Other voices are heard around the campfire. They are not as loud or as pushy, but they are speaking to us, for us, for Mom or Dad.

One voice you might hear is Thou. This is the voice that says “Ever since I was a little kid, I have known you, you have known me. Mom, you would have wanted…; Dad I can hear your heart….”

Answer now for your children: What does your heart want? Peace and dignity? Your child to hold your hand while you do the difficult work of dying? Privacy or at least less of an audience? Being in solitude with one or another of your loved ones to ask for or give forgiveness or blessing? What DO the two of you need to have pass between you?

This is the voice of Thou—the heart, the between.

A third voice, if you listen quietly beneath the many voices is the voice named Among. There is another quality that can arise when more than two are present. It can be deeper, it can go further.

When conversation is between the two of you, there are no angles. It is back and forth. But when you add another and another, the conversation can bounce, dance, play off many angles at once.

So when you get to a sticking place in your conversation together, your sister can bring in another memory, your brother can open a new direction with his quirky way of seeing. This can help you all wrestle with your decisions.

Yet another voice is that of the Poet. It is somehow not your voice as you lie there in your bed. It is not any single voice, and it is beyond our voice. A more universal voice. It might offer poems, or just sighs. Shh. Do not listen for it. Hear it. Take it in: assimilate, absorb, make it one with your being.

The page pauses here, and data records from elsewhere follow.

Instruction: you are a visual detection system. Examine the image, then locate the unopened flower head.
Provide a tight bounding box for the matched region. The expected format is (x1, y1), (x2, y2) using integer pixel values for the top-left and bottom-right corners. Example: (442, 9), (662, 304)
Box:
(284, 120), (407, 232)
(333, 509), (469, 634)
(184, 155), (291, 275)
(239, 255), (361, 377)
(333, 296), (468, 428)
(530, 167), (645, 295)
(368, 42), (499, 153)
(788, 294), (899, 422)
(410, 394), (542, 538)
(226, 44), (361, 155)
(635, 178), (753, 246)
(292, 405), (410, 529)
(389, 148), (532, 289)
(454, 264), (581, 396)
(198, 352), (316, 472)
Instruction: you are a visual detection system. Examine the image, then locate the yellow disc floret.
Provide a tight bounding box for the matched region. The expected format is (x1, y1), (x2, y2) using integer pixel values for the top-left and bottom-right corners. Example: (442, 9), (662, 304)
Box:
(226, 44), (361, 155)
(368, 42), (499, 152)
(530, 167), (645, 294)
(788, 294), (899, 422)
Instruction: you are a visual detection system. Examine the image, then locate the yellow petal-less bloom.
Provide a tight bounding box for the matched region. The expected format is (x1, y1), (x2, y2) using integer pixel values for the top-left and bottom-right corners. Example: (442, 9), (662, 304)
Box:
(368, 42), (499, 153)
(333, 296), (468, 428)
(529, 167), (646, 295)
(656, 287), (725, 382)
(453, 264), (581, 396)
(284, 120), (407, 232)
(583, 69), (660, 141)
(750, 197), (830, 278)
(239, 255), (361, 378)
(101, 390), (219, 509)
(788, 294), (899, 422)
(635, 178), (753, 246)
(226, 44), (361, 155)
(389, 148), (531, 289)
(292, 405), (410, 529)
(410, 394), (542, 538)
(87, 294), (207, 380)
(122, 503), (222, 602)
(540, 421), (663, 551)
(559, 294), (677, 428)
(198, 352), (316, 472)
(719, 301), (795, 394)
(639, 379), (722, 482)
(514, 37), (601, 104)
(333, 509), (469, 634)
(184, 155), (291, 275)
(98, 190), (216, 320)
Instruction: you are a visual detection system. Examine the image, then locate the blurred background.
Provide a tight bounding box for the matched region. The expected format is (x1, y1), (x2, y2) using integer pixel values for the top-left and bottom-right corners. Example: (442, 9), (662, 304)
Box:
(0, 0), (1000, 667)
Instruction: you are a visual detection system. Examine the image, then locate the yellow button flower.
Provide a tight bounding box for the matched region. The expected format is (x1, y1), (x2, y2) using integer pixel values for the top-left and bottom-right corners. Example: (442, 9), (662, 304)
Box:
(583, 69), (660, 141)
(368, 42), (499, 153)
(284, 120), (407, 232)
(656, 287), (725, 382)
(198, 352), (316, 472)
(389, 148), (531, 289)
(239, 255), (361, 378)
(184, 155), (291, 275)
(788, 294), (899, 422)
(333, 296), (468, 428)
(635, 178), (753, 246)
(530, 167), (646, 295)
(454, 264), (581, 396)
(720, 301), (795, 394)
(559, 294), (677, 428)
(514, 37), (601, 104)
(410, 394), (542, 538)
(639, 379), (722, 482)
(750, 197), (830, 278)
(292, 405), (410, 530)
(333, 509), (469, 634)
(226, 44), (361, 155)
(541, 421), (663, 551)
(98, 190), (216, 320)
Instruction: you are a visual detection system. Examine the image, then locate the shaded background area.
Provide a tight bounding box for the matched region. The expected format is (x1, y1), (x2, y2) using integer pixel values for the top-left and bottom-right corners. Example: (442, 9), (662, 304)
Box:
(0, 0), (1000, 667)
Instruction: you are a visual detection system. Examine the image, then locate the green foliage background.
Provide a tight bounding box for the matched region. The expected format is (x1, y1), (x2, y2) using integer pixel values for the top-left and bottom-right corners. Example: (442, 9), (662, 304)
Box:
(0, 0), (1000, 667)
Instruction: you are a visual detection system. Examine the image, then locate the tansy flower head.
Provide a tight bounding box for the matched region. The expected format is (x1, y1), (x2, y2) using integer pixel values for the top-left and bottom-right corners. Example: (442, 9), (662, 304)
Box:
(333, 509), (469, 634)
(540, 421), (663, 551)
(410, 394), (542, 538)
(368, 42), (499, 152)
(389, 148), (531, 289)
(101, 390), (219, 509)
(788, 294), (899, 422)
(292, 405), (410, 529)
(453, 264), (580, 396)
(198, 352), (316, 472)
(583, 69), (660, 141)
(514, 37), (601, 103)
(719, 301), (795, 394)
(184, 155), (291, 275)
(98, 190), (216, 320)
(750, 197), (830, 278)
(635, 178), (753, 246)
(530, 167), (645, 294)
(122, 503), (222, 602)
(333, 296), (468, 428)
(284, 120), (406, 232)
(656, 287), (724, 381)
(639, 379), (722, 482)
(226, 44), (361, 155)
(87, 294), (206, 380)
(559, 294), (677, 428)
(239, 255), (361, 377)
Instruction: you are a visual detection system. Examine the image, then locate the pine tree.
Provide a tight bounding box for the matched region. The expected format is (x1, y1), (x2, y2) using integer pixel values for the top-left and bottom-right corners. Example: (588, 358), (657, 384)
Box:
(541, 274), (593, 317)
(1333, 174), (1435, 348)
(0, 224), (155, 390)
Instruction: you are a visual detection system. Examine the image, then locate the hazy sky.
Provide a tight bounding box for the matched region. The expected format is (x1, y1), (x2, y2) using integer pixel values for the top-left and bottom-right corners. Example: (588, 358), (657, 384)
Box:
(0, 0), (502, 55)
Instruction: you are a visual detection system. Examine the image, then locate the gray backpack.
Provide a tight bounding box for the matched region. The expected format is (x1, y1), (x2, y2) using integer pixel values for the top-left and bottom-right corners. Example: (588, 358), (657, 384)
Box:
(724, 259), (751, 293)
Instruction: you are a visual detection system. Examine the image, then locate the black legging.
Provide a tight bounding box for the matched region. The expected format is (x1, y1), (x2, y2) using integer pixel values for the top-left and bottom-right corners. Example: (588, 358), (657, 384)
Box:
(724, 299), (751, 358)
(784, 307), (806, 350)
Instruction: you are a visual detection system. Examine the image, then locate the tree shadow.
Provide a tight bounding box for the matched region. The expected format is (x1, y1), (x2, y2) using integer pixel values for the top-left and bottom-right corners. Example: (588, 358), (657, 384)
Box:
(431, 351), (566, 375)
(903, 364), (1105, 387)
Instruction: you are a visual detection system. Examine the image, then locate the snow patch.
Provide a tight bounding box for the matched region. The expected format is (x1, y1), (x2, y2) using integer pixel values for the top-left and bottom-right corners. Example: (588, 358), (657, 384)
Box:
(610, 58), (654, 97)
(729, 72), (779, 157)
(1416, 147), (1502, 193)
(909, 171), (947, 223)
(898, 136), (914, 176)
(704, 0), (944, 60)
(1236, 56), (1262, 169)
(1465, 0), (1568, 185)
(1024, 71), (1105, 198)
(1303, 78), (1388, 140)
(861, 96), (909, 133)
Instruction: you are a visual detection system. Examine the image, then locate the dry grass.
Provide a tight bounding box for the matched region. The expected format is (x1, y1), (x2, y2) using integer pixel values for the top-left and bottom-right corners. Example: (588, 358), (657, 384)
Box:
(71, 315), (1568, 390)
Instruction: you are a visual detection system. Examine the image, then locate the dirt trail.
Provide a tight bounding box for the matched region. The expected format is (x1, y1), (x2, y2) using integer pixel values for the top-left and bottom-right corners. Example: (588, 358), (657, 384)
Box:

This larger, this presence is speaking. Hear:

Death is a passage
Through an orchard
There are fruits
There are tangled parts
Where few have been
Orchards are part
Human intervention
Part natural processes
Over yonder is the house
Where I used to live
On the other side is light
In between is orchard friendly
And a little unknown

Shh. The stillest voice of all we can call Healer. When death is at the foot of your bed, cure is no longer even welcome.

But healing, making whole, is always possible. Death is an integral—and friendly—part of our life cycle. A gift needs a bow, education needs a graduation, a life would not have meaning as a complete life if it never ended. Turn, turn, turn wrote the preacher. Turn, turn, turn sang the singers. A time to live, a time to die.

And what would be a fitting death for you? For what would you hope? What will you work for if you can have it?

For me, Doug, I want to die kindly with others hearing me. I cannot give you any hard and fast rules. Just: be kind; be gentle; be loving; be wrapped in my love.

I want you to converse together—you who love me, you who are able to see me and discern what aid I need as I do my dying. Some of you may have rules inviolable for what medical procedures must be used or withheld—please cast those aside. Some of you may feel guilty and that might cause you to want things “for” me—know that I forgive you and please, cast that guilt and those things aside. See me as I am. Hear me—take in my real core needs—I am in need of dying with your caring touch. We are in need of dying and living with each other’s touch.

So this is the voice of the Healer. The Healer is here to take all the other voices and make of them action, to make of us one, to make of our setting wholeness.

For this is the answer to the mystery of the Living Will: not a single black and white answer, for there are none. A Living Will is good, but only to get the conversation started. Converse, converse, converse. With your children, your parents, your brothers and sisters, your priest or rabbi or minister or Friend, your physicians. Converse, converse, converse: with head, and heart, between and among, with healer and with hands. There is no substitute for making yourself heard and for hearing each other.

Our fire is down to embers. We can see our way, if dimly, to some new way of living this circle we call life, knowing it ever goes round, embracing all of us.